We’ve seen a number of projects restart and most of them have had hiccups. Then, really, the last quarter of last year we saw significant contracting taking place. We’ve talked about  the utilities having to contract for quite a long time. I think total volumes for last year were around £120 million, with £70 million done in October, November, December. So, significant contracting, and perhaps the utilities are starting to see the supply side.

Everyone’s talking about supply side constraints. The two price reporters, TradeTech and UxC, have been saying that for a while, but the banks have also been coming out with reports. Canaccord came out this week with their report, UBS last week, and we’ve seen other banks really highlighting supply side fragility, and I think that’s starting to get embedded.

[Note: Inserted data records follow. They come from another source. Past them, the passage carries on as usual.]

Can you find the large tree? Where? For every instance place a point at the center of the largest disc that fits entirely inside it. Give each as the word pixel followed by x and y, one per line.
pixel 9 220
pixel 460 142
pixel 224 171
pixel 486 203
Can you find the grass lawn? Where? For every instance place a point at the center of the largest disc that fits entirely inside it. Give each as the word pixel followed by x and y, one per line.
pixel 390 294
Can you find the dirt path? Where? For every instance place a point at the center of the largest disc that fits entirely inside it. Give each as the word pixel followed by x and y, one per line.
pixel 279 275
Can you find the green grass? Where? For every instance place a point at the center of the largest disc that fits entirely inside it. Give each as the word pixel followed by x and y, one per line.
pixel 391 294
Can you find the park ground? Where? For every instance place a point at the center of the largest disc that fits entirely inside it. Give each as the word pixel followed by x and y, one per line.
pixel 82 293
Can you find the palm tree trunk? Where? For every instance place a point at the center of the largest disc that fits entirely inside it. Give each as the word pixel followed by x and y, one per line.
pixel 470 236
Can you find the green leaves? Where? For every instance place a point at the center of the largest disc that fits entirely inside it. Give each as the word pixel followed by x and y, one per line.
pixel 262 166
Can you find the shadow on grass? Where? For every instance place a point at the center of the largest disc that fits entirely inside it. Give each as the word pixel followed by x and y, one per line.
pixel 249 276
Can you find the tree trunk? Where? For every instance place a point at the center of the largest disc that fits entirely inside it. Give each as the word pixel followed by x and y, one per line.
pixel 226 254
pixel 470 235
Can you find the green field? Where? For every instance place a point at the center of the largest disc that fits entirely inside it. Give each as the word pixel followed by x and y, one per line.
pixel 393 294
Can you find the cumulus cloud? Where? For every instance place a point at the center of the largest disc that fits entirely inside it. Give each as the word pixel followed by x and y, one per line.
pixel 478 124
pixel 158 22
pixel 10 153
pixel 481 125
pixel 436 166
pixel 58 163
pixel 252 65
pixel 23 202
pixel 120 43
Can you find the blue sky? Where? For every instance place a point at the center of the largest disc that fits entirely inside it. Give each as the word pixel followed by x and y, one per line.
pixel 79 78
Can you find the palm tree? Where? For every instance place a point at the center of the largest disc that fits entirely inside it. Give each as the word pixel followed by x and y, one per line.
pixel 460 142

The other things that happened early this year, President Trump announced this critical minerals bill, there was the $2 billion of finance, plus another $10 billion of US EXIM (the Export-Import Bank of the United States) finance, so that’s $12 billion.

At the same time, the Sprott Physical Trust also tripped into positive territory and started issuing units and raised quite a lot of money, and started buying uranium. So, we saw the uranium price go from the mid-80s, bang, up to 100 very quickly. It’s now back to the mid-late 80s. So, it ran too fast, too quickly. But it seems to be well underpinned in the mid-80s price range.